ISBA’s Marketing Services Manager, David Ellison said: “Advertisers shouldn’t have to pay for ads that aren’t seen. The viewable impressions standards will go some way to answer ISBA members’ demand for a move away from ‘served’ ad impressions to ‘viewable’ ones. Ultimately we want online ads to be comparable to other media that offer the ‘opportunity to see’ as the basis of an ad measurement currency.”
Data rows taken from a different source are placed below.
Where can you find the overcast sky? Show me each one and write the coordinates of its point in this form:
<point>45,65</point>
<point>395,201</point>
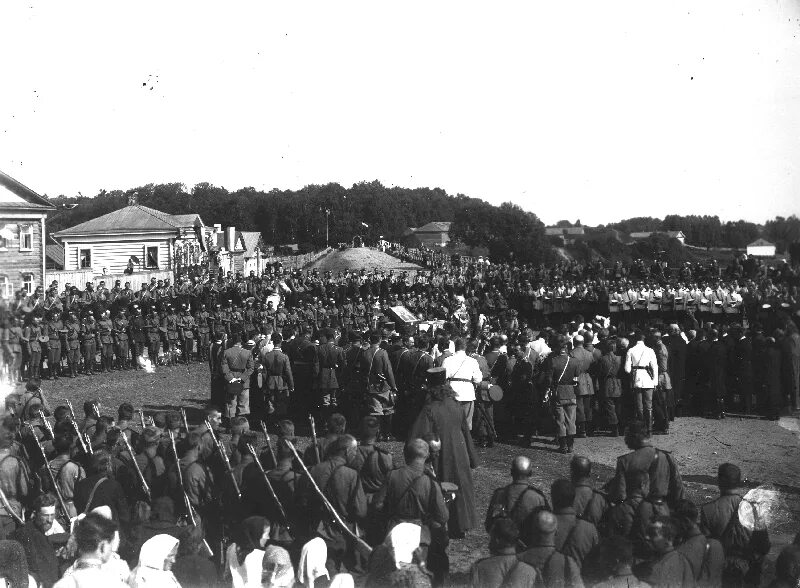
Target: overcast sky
<point>590,110</point>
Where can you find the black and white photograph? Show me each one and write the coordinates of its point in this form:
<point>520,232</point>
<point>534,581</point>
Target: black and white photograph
<point>436,294</point>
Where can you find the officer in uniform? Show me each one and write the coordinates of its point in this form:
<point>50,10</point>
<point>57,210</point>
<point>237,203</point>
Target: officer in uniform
<point>138,338</point>
<point>88,342</point>
<point>122,339</point>
<point>237,367</point>
<point>153,327</point>
<point>35,336</point>
<point>105,328</point>
<point>170,322</point>
<point>55,329</point>
<point>201,319</point>
<point>412,494</point>
<point>330,361</point>
<point>73,336</point>
<point>278,381</point>
<point>187,326</point>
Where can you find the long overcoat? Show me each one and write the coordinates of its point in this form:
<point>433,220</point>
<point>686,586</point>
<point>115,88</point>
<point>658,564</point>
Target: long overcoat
<point>446,420</point>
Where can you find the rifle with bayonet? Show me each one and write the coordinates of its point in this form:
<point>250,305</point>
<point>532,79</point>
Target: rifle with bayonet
<point>187,503</point>
<point>139,473</point>
<point>271,489</point>
<point>53,481</point>
<point>225,461</point>
<point>87,449</point>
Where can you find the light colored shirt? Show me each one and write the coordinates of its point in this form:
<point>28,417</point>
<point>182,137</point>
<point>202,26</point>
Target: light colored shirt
<point>641,356</point>
<point>463,373</point>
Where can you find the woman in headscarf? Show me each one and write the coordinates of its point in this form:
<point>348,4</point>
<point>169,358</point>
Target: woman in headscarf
<point>312,564</point>
<point>14,566</point>
<point>277,571</point>
<point>245,555</point>
<point>398,561</point>
<point>155,563</point>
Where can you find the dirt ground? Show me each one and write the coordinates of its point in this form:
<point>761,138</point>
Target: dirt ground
<point>767,452</point>
<point>358,258</point>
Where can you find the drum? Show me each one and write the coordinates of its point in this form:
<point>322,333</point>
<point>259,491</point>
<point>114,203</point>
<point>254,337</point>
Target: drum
<point>450,491</point>
<point>495,393</point>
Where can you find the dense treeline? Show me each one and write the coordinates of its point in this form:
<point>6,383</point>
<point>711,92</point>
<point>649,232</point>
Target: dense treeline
<point>368,209</point>
<point>371,210</point>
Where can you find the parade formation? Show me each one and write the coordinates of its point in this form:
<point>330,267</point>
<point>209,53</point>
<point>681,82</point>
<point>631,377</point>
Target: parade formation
<point>455,354</point>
AOP’s Managing Director, Tim Cain said: “We see the importance of a standard for viewable impressions acting as a benchmark and enabling viewability to be considered as a metric, we would suggest however that discrepancies between vendors in the measurement of viewability is a challenging issue that needs to be resolved to enable discussions around trading on viewable impressions to progress.”
Not going far enough?
Andrew Goode, Chief Operating Officer at Project Sunblock comments on why the IAB’s guidelines on viewability don’t go far enough. “Categorising an ad as viewable if it’s shown for one second, is not enough to tackle the problem. Viewability has been a hot topic for the ad industry for a while now, but there’s yet to be any real improvement, with nearly 50% of digital ads still being viewed for less than one second. The reality is that even if the IAB can strong-arm the industry into full scale adoption of their standard, there’s no way of policing it and even if there was, it says nothing about the effectiveness of that one second.
“Thousands of ad impressions wasted every day because advertisers have no insight into where their display ads end up. For example, according to the IAB, at least a third of display impressions are served to non-human traffic; bots are smart and they’re spectacularly good at evading capture and so the problem will only get worse if advertisers don’t act. Whilst advertisers go on buying display ad impressions through automated buying cycles such as Real Time Bidding, they’ll continue to be totally blind to where their ads are being served. Unless they take proactive ownership of where and for how long their ad impressions are displayed, they’ll risk ploughing money into the bank accounts of illegal websites or to those people who’re out to profit from scamming the system.”